À six heures, le vicaire vint dire sa messe, pendant que le Curé continuait à confesser les femmes. Enfin sur les sept heures, après une séance mortelle pour tout autre, qui durait depuis minuit, il sortit du confessionnal avec cet air calme et reposé qui lui était habituel, et il rentra dans la sacristie pour se préparer à dire la messe. Quant à moi, toujours préoccupé du désir de lui parler un instant, de lui demander sa bénédiction et de repartir ce jour-là, j'avais fait un effort et j'avais réussi à me glisser dans la sacristie au moment où le vicaire y était rentré : « Tenez-vous là, m'avait-il dit, quand M. le Curé arrivera, peut-être consentira-t-il à vous entendre avant de monter à l'autel ! » Je suivis cette recommandation, mais sans succès. Le Curé d'Ars, qui jugeait à la simple vue de l'état et du besoin des âmes, ne crut pas devoir s'interrompre pour satisfaire mon impatience ; il m'ajourna et se revêtit de ses ornements sacerdotaux. Tout ce que je gagnai à cette tentative, ce fut de le voir de près, de sentir le doux et perçant rayon de son regard fixé sur moi et d'assister aux préparatifs de sa messe. Je vis alors, pendant qu'il changeait de vêtement, l'extrême ténuité de ce corps mortifié, qui ressemblait plutôt à une ombre, ce qui ne l'empêchait pas de mouvoir ses membres fragiles avec une vivacité singulière et d'imprimer une décision énergique à tous ses gestes. Je le suivis à l'autel de sainte Philomène, qu'il vénère d'une façon toute particulière. C'est là qu'il disait sa messe ; c'est à cet autel qu'il a obtenu de nombreux miracles.
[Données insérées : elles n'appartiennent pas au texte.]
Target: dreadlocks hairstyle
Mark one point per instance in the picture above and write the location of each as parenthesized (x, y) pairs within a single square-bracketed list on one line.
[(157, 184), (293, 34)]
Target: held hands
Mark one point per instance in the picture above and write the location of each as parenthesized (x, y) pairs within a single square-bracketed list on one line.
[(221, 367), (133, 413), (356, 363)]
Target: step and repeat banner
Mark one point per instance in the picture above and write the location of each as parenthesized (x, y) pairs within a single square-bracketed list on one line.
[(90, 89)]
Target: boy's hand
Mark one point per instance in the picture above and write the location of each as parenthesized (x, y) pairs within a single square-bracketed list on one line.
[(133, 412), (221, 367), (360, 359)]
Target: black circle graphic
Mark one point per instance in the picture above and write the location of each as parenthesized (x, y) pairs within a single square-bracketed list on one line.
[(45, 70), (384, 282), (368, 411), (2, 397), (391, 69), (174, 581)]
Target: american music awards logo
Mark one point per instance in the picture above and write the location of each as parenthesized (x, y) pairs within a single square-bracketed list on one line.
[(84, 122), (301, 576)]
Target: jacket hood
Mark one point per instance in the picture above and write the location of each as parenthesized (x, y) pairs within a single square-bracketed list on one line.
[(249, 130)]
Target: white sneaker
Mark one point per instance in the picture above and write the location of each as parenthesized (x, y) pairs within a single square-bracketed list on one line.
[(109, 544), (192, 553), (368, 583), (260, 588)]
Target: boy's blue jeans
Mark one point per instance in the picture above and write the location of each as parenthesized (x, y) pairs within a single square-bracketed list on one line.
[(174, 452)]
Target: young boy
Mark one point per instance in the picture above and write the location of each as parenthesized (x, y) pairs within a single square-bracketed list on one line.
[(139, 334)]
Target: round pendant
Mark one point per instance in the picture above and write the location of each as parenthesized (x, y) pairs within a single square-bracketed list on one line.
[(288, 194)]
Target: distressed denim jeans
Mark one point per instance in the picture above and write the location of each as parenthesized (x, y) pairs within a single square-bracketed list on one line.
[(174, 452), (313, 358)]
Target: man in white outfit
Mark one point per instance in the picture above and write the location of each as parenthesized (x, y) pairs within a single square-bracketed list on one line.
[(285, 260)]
Les ex-voto de tout genre qui couvrent cette chapelle disent assez combien d'infirmités et de misères y ont été soulagées. C'est là qu'un jour ayant opéré la guérison d'un paralytique, qui se dressa et marcha tout à coup, comme à la parole du Sauveur lui-même, tandis que toute l'assistance émue exprimait hautement son admiration et sa reconnaissance, le serviteur de Dieu, embarrassé de cette manifestation publique de l'efficacité de ses prières, s'en plaignait à la sainte qu'il avait invoquée, en lui disant avec une humilité qui trahit le secret de sa puissance : « Quand vous m'accordez de telles grâces, que ce soit en secret ! Guérissez-les chez eux, et épargnez à mon indignité une semblable confusion. »
La messe dite, je crus que le Curé d'Ars serait enfin abordable ; c'était le moment qu'il m'avait assigné ; mais je me trompais encore. L'église regorgeait de monde, et la foule m'avait séparé de lui pendant qu'il allait à la sacristie. J'étais de nouveau réduit au rôle d'observateur, et je vis la suite des opérations de la matinée. Il avait reparu en simple surplis sur les marches du chœur. La multitude des pèlerins s'était à l'instant portée vers lui. On lui faisait bénir quantité de médailles et de chapelets ; on lui présentait des enfants auxquels il imposait les mains. Quand il eut satisfait tout le monde, il entra dans une petite sacristie, située au côté droit de l'église, où il reçut les unes après les autres plusieurs dames venues pour le consulter. Au bout d'une heure environ, il reparut, regagne le chœur, et la confession des hommes commença immédiatement. Chaque fois que je l'apercevais, j'étais trop séparé de lui pour l'atteindre, et il m'échappait toujours. J'avais été sur le point de me dépiter ; mais un peu de réflexion me rendit honteux de ce mouvement : car, en voyant cet homme divin se prodiguer avec un tel dévouement et donner tout son temps pour les besoins d'autrui, je sentis qu'il aurait été indigne de ne pas savoir donner un peu du mien pour arriver jusqu'à lui. Je revins donc assez facilement à ces sentiments de patience et d'admiration qui m'avaient saisi d'abord, et qui devinrent définitifs tant que je fus en ce lieu.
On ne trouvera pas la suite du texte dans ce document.